Уже не крестились, садясь за стол, дети. Стыдились этого. Молча сидел и пил рюмку за рюмкой холодную водку Михаил Павлович, мрачно косился на детей, точно ожидал слова осуждения. И раздражался без причины.
Прилипали кусочки лука к растрепанным бакенбардам, и падали хлебные крошки на вытертые лацканы старого сюртука… Неряшливым стариком выглядел отец, и обаяние и страх перед ним пропали. Чувствовал это Михаил Павлович и был готов грозным окриком поддержать семейную дисциплину. В напряженном молчании проходили скудные, скромные обеды.

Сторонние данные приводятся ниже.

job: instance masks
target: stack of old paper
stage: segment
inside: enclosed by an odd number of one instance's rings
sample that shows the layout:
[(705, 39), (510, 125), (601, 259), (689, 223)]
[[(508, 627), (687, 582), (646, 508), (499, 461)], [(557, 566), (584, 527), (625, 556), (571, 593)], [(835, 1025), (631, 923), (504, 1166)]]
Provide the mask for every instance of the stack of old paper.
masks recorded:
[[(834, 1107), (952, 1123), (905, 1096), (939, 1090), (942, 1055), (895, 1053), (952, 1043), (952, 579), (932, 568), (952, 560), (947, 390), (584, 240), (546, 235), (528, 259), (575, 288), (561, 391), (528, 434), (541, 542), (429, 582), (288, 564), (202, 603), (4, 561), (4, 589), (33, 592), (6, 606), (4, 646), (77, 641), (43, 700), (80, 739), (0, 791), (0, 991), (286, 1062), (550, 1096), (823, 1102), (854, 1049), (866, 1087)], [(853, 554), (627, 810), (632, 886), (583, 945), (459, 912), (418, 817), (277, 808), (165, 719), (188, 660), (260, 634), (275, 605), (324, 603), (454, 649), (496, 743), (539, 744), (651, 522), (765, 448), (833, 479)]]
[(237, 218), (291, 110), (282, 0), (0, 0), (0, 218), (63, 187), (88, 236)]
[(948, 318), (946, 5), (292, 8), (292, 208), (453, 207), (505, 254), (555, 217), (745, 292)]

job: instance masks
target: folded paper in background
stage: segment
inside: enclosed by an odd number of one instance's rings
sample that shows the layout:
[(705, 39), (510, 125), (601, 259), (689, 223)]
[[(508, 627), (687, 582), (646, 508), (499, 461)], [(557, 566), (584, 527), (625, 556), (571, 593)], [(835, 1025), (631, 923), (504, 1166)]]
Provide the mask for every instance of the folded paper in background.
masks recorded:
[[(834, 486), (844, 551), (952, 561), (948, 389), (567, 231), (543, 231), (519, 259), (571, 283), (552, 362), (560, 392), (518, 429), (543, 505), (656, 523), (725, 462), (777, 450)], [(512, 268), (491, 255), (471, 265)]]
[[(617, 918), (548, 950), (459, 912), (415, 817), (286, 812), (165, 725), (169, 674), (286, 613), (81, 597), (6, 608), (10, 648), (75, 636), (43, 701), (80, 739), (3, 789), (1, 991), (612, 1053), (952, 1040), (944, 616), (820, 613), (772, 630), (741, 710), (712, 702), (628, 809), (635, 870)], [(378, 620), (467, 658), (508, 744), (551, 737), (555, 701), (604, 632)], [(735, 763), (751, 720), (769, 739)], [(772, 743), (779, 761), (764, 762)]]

— Ты что смотришь, Ипполит?.. Что водку еще пью?.. Смотри!.. А отца осуждать не смеешь!.. Не смеешь!.. Понял!.. Я тебе говорю!..
Тонкая усмешка змеилась на бледных губах Ипполита, пятнами краснела Варвара Сергеевна, и слезы набухали в больших глазах Липочки.
— Оставь его, Михаил Павлович, — тихо говорила Варвара Сергеевна. — Ну, что уж!
— Ты меня, матушка, не учи! Как детей воспитала!.. Миша ножом ест. Этого показать не могут… Кухаркины сыновья!.. Либералами стали… отцовского авторитета не признают.
— Ты, папа, сам говорил, что нужно быть либералом, — тихо, но настойчиво сказал Ипполит. — Как!?.. Что я говорил?.. Вздор… Ерунда… — Михаил Павлович сел боком на стул и раскурил трубку. Лицо его стало красно, глаза беспокойно бегали, пальцы со спичкой дрожали и не попадали в чубук. Обед был кончен, но все сидели с беспокойным чувством, что начинается беседа и будет чей-то «бенефис», кто-нибудь будет "у праздника". Все сидели за столом натянуто, глядя в пустые тарелки. Федя катал мякиш черного хлеба и тихонько ел грязные катышки. Лиза брезгливо пожимала плечами.
— Дурак!.. дурак!.. — бормотал Михаил Павлович, и дети знали, что это относилось к нему самому… — Дурак, — уже громко проговорил он. — Либерал… ты понимаешь, что такое либерал? А?.. Да, говорил… Каждый человек должен быть свободных понятий, иметь свои убеждения… Говорил… Но надо понимать, наука…
— Твоя наука, папа, — уже смело, принимая бенефис на себя, проговорил Ипполит, — нам не годится. Это отсталая наука.
— Как?.. Что ты говоришь такое? Вздор! Вздор мелешь… Наука одна. Нет моей и вашей науки. Научные истины вечны и непреложны.